We need to stop reading about "collaborative scenarios" as if they are controlled experiments. We need to read them as ethnographies of exclusion. The deepest reading of any collaborative scenario reveals
But the deep work—the spiritual and psychological work of the school—is not happening in the IEP meeting. It’s happening in the messy, un-scripted seconds between a stutter and a response. We need to read them as ethnographies of exclusion
If you have been reading about the latest online modules on "collaborative scenarios" (and I encourage you to look at case studies from ASHA or the IRIS Center), you know the theory: We put a Speech-Language Pathologist (SLP), a general ed teacher, a special ed teacher, and a parent in a shared Google Doc or a virtual breakout room. We talk about accommodations.
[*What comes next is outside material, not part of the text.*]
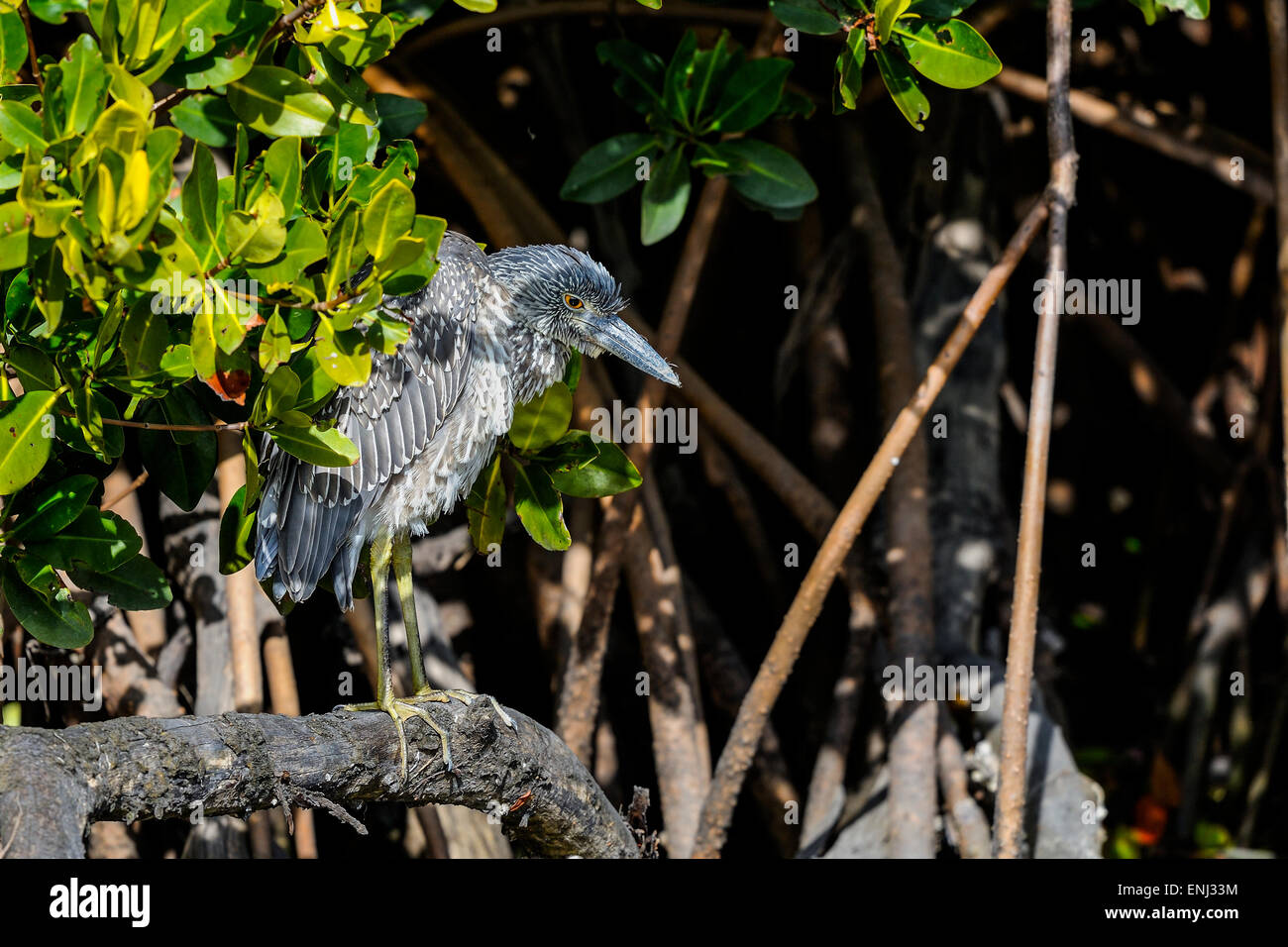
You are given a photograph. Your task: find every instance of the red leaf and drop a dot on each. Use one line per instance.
(230, 385)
We write goals about "initiating conversation" or "asking for clarification." If you have been reading about the latest
Here is the uncomfortable truth that the online modules often gloss over: True collaboration is not about the student adapting to the environment. It is about the environment mutating to fit the student.
If you are an educator, a parent, or a clinician reading case studies online tonight, stop looking for the scenario where the SLP fixes the child. Start looking for the scenario where the system gets fixed.